Solid-State Drives: Changing the Data World
Say hello to a new friend
It cannot have escaped your notice, if you have been reading industry articles and press releases, that solid-state drives (SSDs) are now available for the leading enterprise storage arrays. Disk storage companies are pitching these drives as a quantum leap in enterprise storage performance, and they are. The sales literature primarily demonstrates SSD performance advantages over hard disk drives (HDDs) but also includes information about additional benefits, such as power and cooling savings, reliability, cost per I/O, and so on.
Even if you strip away the marketing hype, the numerous performance advantages make a strong argument that SSDs will completely replace Fibre Channel (FC) drives as the primary storage technology in high-end storage systems. Price is likely to be an issue for a while, but ultimately, the end of FC drives is in sight. (Who remembers the arrival of the CD? Although it was the first nail in the coffin of vinyl, vinyl indeed took many years to leave the mainstream.) The end of FC drives might seem like a very ordinary technology transition, but something very out of the ordinary is occurring. It’s possible that SSDs will cause you to reevaluate some of the ways that you deal with databases, as the move from spinning disks to solid-state technology will change the rules.

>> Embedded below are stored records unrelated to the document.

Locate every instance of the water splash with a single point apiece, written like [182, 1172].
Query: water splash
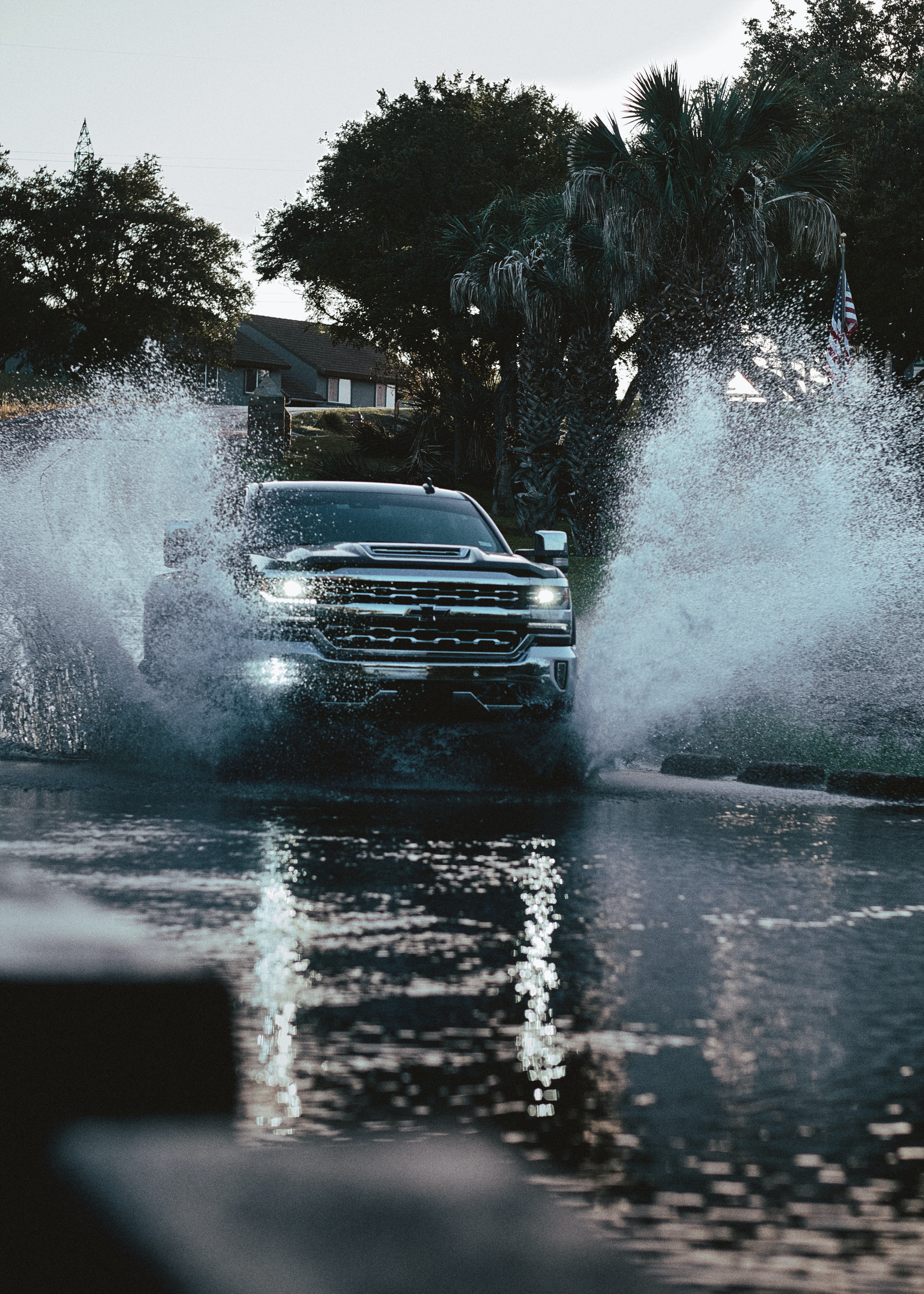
[772, 558]
[85, 495]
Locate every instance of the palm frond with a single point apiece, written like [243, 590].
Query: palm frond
[818, 168]
[658, 102]
[545, 214]
[774, 114]
[813, 226]
[597, 147]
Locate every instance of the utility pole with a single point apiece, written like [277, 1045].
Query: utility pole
[83, 153]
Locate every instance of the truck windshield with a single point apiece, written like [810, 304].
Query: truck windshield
[302, 518]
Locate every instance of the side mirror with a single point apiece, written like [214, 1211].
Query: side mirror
[179, 544]
[552, 548]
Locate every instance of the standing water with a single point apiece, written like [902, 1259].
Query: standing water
[697, 1016]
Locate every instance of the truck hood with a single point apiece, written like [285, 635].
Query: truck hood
[391, 557]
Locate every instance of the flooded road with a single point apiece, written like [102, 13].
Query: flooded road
[695, 1011]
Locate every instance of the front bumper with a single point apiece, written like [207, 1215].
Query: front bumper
[539, 676]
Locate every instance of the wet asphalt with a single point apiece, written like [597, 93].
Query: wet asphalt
[695, 1010]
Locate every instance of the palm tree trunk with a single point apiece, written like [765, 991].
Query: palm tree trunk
[591, 444]
[542, 384]
[505, 425]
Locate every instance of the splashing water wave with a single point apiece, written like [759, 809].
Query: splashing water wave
[769, 579]
[85, 497]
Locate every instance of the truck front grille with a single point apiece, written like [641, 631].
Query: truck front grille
[407, 593]
[430, 640]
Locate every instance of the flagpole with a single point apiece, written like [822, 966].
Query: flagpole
[844, 293]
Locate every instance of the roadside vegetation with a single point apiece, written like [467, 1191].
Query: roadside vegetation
[25, 394]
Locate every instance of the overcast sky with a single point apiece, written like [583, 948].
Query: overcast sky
[235, 98]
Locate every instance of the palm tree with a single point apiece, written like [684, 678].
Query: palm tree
[688, 210]
[500, 270]
[474, 249]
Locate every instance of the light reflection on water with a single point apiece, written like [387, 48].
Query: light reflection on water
[723, 1014]
[281, 983]
[539, 1054]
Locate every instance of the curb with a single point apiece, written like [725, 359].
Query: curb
[899, 787]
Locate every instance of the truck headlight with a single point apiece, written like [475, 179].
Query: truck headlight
[288, 591]
[550, 596]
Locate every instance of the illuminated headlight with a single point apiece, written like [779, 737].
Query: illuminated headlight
[275, 672]
[288, 591]
[550, 596]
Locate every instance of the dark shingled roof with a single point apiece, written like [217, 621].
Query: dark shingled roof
[252, 355]
[314, 345]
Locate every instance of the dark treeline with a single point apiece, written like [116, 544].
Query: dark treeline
[508, 257]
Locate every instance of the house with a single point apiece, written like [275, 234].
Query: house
[303, 359]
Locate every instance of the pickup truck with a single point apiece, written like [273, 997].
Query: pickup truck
[345, 591]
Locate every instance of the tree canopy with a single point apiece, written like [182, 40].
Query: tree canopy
[96, 262]
[863, 68]
[366, 241]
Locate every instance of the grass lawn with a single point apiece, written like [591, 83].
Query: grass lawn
[23, 394]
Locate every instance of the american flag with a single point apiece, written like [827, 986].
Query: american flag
[839, 346]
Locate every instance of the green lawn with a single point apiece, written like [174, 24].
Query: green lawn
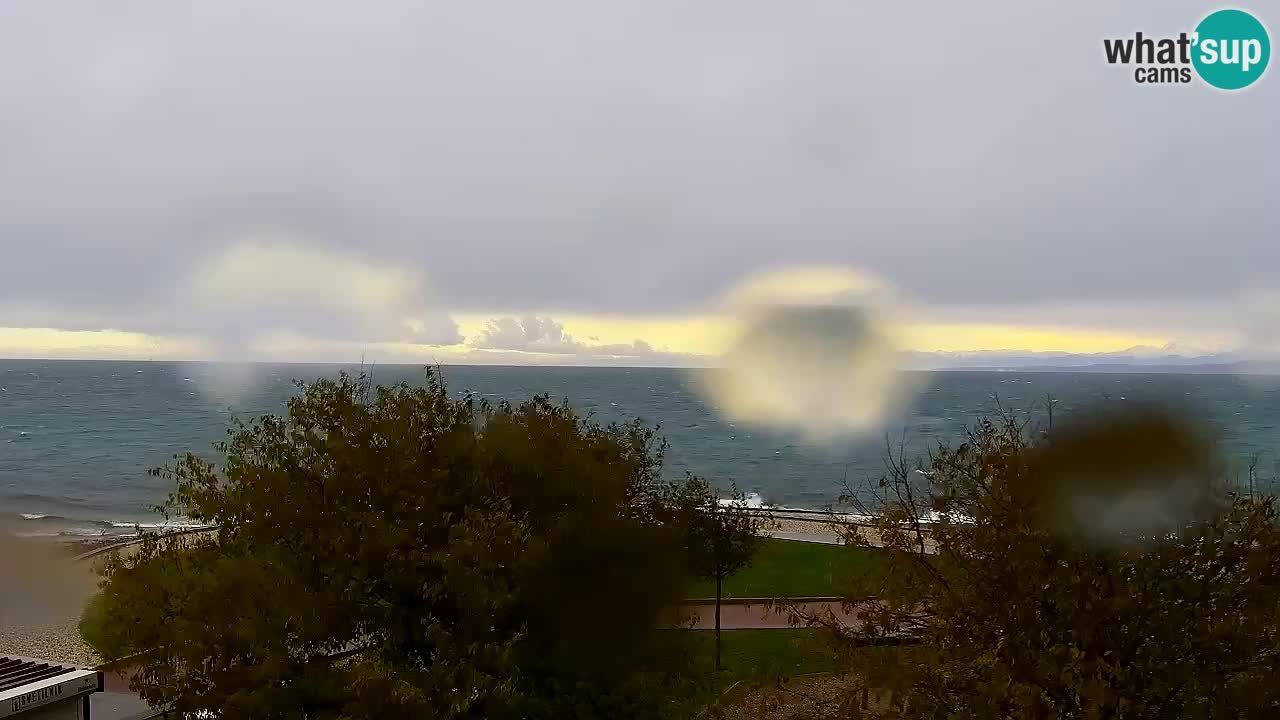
[792, 569]
[753, 654]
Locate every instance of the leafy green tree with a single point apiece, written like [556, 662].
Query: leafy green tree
[722, 534]
[1029, 600]
[394, 551]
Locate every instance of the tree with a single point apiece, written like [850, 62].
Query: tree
[1006, 561]
[393, 551]
[722, 536]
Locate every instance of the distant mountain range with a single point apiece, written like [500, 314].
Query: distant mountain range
[1133, 360]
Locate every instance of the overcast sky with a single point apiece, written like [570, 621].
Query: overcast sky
[316, 176]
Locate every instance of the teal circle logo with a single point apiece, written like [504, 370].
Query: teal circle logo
[1232, 49]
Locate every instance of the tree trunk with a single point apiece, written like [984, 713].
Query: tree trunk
[718, 580]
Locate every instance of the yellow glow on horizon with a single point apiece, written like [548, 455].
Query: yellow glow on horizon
[711, 335]
[689, 335]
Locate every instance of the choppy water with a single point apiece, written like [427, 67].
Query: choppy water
[77, 437]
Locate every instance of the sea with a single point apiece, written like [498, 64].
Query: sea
[77, 437]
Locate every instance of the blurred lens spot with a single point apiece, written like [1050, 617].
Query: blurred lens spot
[814, 356]
[1121, 475]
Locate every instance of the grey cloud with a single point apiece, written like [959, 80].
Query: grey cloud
[576, 155]
[547, 336]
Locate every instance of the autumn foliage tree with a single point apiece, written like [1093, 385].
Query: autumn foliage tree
[1101, 569]
[398, 552]
[722, 534]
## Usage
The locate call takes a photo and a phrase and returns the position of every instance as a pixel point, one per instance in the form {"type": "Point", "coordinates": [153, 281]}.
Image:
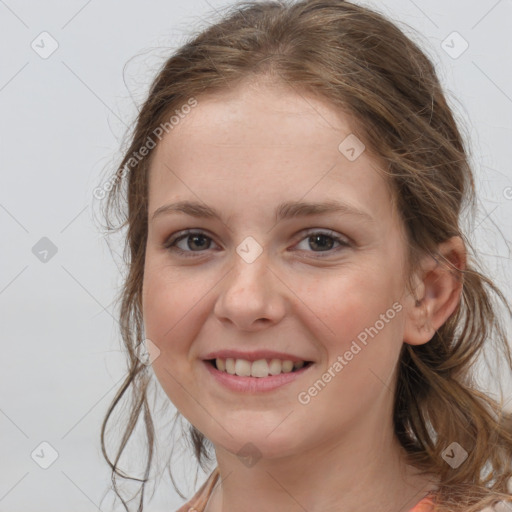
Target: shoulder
{"type": "Point", "coordinates": [198, 502]}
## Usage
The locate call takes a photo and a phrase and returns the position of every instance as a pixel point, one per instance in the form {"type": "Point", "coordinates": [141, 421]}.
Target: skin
{"type": "Point", "coordinates": [243, 152]}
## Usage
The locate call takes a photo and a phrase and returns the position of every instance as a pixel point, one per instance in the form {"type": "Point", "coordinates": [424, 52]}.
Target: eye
{"type": "Point", "coordinates": [324, 240]}
{"type": "Point", "coordinates": [193, 240]}
{"type": "Point", "coordinates": [198, 241]}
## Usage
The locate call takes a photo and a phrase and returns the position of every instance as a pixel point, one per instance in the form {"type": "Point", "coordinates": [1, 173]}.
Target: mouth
{"type": "Point", "coordinates": [262, 368]}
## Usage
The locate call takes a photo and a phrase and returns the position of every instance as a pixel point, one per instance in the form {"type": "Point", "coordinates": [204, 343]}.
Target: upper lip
{"type": "Point", "coordinates": [253, 356]}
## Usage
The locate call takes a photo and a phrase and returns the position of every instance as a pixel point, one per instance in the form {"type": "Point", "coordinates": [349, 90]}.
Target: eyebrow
{"type": "Point", "coordinates": [286, 210]}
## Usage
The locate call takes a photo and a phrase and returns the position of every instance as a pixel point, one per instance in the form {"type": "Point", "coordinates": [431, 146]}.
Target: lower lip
{"type": "Point", "coordinates": [254, 384]}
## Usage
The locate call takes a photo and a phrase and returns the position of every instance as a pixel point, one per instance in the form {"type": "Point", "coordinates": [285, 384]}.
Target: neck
{"type": "Point", "coordinates": [363, 471]}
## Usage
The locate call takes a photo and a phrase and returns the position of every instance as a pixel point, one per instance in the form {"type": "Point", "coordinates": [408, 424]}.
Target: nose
{"type": "Point", "coordinates": [252, 296]}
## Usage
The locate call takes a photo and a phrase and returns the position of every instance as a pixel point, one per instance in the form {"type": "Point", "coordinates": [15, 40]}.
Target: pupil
{"type": "Point", "coordinates": [195, 237]}
{"type": "Point", "coordinates": [322, 237]}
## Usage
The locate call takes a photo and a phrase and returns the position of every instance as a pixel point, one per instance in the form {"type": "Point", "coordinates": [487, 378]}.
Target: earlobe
{"type": "Point", "coordinates": [437, 292]}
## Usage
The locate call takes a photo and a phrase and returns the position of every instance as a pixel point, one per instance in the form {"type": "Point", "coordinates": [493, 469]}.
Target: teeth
{"type": "Point", "coordinates": [259, 368]}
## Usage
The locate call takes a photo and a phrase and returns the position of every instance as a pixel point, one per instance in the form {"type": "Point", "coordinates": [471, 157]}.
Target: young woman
{"type": "Point", "coordinates": [297, 270]}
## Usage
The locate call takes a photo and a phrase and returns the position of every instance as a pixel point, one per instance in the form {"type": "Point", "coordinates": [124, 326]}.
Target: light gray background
{"type": "Point", "coordinates": [62, 120]}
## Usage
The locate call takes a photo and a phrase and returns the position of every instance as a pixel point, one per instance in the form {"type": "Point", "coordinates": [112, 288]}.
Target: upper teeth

I/O cost and the slowly spinning disk
Clustering. Defragmenting. Reorganizing. Buffering. A vast number of common database tasks and strategies are designed to do one thing only: minimize disk I/O. That’s because HDD I/O is usually the most time-consuming part of any database transaction. If we put it in terms of total time costs, HDD I/O is fantastically expensive.
When you move to SSDs, I/O operations become much faster, but most people don’t realize how large the difference is. For example, take a single, random 4K-page read. From a 15,000 rpm FC HDD, the average response time is approximately 6.5 ms. When using an SSD in an enterprise-class storage array, you should estimate the same read would take 1 ms. In other words, you might expect an SSD to complete six I/Os in the time it takes an FC HDD to finish one.
But there’s more to the story. SSDs can perform operations concurrently; HDDs cannot. The best you can reasonably expect from an FC 15,000 rpm HDD is about 200 random 4K-page reads per second. Using SSDs, read requests can overlap, which gets you more like 5,000 random 4K-page reads per second. A single I/O costs 25 times less on an SSD than on an HDD.
With SSDs, disk I/O doesn’t cost a little less—it costs a lot less. But is the reduction enough to change how you build and manage your databases? In some cases, yes. (Note: This article chiefly addresses online transaction processing [OLTP] access. Sequential access, as exhibited by data warehouse activities, does not produce as great a performance improvement with SSDs as does random access.)
Cluster’s last stand?
Database clustering places frequently accessed DB2 rows in the same page and frequently accessed pages close together on disk. A successful clustering strategy can reduce the number of DB2 GETPAGEs (and also I/Os), especially if many sequential scans use the clustering index. Because the DB2 subsystem reads data in the order in which it needs to process it, clustering helps reduce expensive SORTs. Sequential scans are typical in decision support system (DSS) applications but rare with OLTP access patterns.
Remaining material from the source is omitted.